Fontaines D.C. Drops Final Single From Upcoming Album ”Roman Holiday”

Last month, Fontaines D.C. released the title track from their highly anticipated new album Skinty Fia – to be released this Friday (April 22nd) on Partisan Records, which was met with international acclaim and joined the last two singles, “I Love You” and “Jackie Down The Line,” in building widespread excitement for the band’s third album. Today, the beloved Irish band – who recently took home the trophy for “Best Band In The World” at the 2022 BandLab NME Awards – released the final single to come ahead of their new album titled “Roman Holiday.”

A texturally nuanced yet intense final preview of the band’s new material ahead of Skinty Fia’s release, “Roman Holiday,” sees frontman Grian Chatten reflect on his experiences of moving to London and embracing the city as an Irish person in the local diaspora. The single sees the band delving further into the album’s poignant themes surrounding identity and belonging, with the lyrics celebrating the camaraderie found in the community of Irish people and friends that the band have found for themselves.

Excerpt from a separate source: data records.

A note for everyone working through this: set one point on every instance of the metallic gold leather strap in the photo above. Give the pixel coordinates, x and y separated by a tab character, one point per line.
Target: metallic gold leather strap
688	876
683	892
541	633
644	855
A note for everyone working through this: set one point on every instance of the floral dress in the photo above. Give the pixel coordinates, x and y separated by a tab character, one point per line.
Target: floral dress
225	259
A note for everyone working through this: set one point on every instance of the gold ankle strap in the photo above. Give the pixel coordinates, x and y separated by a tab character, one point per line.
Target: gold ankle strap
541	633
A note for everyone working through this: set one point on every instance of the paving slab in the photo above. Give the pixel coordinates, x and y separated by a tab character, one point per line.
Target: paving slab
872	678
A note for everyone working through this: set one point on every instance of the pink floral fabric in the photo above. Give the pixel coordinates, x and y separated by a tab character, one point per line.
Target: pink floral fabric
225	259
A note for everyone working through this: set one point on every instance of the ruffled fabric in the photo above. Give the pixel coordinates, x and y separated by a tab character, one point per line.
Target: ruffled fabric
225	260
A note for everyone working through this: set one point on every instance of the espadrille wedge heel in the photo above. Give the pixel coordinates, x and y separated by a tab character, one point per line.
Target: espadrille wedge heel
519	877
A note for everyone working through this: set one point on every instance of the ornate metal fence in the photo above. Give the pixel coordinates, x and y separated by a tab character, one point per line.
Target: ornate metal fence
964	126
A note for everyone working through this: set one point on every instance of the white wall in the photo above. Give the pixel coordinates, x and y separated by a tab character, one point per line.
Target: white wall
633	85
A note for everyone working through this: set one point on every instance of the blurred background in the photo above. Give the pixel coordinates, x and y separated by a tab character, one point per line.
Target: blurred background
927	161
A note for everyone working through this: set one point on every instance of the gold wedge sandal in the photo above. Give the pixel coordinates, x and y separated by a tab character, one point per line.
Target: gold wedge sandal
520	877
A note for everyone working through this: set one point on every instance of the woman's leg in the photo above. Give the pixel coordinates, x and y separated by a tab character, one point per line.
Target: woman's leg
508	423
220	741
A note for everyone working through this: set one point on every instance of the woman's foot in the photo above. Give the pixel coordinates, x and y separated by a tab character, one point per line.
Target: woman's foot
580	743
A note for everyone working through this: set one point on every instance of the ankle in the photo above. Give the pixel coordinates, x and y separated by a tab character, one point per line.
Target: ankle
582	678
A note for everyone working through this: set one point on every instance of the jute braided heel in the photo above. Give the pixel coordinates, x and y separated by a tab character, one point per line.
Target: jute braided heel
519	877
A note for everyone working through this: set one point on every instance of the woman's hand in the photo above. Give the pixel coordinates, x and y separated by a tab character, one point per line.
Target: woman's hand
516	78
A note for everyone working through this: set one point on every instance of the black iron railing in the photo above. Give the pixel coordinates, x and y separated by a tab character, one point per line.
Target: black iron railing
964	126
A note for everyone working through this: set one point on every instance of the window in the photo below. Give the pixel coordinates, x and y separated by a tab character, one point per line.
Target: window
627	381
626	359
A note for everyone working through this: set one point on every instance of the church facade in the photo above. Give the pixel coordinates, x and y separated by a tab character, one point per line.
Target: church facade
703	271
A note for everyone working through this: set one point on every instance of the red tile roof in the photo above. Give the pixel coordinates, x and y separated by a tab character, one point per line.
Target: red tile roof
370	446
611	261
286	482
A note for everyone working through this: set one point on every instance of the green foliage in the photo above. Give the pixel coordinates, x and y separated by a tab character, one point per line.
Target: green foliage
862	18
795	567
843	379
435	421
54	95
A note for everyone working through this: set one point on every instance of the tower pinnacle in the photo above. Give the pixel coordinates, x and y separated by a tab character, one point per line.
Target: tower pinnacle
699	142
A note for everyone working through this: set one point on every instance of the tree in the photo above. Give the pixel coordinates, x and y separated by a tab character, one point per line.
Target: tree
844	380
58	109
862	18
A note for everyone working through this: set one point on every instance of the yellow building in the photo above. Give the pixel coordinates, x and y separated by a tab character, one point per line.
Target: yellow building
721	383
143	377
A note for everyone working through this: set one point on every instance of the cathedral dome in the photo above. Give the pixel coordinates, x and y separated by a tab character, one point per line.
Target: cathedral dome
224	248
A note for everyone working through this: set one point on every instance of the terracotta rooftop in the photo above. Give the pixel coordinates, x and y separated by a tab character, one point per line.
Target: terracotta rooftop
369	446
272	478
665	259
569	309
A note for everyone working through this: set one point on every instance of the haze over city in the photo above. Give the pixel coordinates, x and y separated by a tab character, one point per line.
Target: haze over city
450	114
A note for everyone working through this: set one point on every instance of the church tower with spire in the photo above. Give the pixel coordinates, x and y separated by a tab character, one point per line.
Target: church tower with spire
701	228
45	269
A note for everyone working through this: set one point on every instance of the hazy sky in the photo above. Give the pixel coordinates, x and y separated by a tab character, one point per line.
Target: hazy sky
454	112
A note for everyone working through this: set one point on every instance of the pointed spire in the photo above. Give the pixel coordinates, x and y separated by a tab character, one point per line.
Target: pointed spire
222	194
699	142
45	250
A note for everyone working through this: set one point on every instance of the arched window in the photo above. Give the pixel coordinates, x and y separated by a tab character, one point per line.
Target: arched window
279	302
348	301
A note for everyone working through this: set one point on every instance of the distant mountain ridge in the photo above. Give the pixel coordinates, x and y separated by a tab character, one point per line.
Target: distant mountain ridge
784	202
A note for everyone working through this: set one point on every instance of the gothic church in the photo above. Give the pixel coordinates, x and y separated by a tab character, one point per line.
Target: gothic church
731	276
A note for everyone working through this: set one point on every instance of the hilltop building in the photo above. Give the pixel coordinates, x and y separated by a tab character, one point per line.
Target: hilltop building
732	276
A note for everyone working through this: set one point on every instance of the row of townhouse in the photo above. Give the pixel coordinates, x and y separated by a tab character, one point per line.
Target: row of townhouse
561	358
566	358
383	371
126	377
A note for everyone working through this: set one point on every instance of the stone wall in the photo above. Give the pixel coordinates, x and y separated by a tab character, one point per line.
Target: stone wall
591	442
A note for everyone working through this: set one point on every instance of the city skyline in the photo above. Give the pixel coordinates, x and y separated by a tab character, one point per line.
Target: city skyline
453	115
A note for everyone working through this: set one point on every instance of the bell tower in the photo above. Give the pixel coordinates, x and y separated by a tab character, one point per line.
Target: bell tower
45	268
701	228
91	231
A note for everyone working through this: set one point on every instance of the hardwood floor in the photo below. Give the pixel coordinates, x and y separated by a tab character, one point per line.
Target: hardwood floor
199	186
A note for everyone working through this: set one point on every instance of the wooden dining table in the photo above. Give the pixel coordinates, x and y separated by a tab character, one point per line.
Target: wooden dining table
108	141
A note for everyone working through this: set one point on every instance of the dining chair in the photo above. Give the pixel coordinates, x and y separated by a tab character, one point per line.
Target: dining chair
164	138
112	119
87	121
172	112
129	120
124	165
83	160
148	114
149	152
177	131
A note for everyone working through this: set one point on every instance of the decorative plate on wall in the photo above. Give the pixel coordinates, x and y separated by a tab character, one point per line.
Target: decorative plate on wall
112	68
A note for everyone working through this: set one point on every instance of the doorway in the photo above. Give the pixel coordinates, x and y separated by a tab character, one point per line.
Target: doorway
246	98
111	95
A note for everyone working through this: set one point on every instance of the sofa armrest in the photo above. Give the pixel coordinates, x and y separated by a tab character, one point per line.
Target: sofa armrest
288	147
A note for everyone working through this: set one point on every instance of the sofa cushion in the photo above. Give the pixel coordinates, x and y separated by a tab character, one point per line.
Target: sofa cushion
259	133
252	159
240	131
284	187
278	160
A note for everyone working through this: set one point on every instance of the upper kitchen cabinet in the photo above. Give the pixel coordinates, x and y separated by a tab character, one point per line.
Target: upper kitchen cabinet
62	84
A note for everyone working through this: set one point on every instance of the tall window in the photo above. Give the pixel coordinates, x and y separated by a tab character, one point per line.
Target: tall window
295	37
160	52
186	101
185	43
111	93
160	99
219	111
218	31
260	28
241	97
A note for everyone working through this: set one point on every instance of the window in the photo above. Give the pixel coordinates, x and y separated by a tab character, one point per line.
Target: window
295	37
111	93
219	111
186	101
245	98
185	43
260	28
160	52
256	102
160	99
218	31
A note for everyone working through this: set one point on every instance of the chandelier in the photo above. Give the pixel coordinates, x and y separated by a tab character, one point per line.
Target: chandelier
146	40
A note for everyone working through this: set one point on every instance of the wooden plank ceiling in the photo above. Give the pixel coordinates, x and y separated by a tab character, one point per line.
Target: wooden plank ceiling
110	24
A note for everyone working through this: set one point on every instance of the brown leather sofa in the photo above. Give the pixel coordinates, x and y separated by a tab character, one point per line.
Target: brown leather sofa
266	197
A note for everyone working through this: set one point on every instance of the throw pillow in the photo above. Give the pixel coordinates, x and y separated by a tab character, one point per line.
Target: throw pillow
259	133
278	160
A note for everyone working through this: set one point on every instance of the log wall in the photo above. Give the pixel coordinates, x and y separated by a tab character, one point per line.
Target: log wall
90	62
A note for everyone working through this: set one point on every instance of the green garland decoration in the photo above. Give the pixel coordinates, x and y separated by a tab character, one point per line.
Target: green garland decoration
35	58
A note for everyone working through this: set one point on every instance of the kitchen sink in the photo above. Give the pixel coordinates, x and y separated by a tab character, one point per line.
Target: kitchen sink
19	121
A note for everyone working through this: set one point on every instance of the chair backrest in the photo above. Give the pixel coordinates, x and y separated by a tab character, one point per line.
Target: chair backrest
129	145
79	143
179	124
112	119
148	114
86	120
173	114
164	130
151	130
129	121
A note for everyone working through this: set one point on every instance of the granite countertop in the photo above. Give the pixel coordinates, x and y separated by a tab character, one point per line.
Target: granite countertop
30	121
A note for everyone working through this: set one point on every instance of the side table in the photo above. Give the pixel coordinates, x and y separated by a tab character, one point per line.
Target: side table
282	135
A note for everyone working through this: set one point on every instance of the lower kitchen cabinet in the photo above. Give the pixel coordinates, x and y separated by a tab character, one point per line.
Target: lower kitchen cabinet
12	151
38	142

Speaking on the single, Chatten says, “Roman Holiday makes me think of the wide streets of north London in the Summer and the urge to discover them at night time. The thrill of being a gang of Irish people in London with a bit of a secret language and my first flat with my girlfriend.”

Skinty Fia is an Irish phrase which translates to English as “the damnation of the deer” and the album’s cover art features a deer, plucked from its natural habitat and deposited in the hallway of a home, illuminated by an artificial red glow. The Irish giant deer is an extinct species and the band’s thoughts on Irish identity are central to Skinty Fia. While Dogrel was littered with snapshots of the Dublin characters – like the cabbie in “Boys In The Better Land” – and A Hero’s Death documented the dislocation and disconnection the band felt as they travelled the globe on tour, on Skinty Fia Fontaines D.C. are addressing their Irishness from afar as they recreate new lives for themselves elsewhere. For a band whose hometown courses through their veins – “D.C.” stands for “Dublin City” – the album finds them trying to resolve the need to broaden their horizons with the affection they still feel for the land and people they’ve left behind. 

There are echoes of Dogrel’s rumbustious rock ’n’ roll, and the bleaker atmospheres of A Hero’s Death, but Skinty Fia,the third in the triumvirate, is much more expansive and cinematic. Fontaines D.C. are a band in a state of constant evolution and this time the result is an album of shifting moods, startling insight, maturity, and considerable emotional wallop.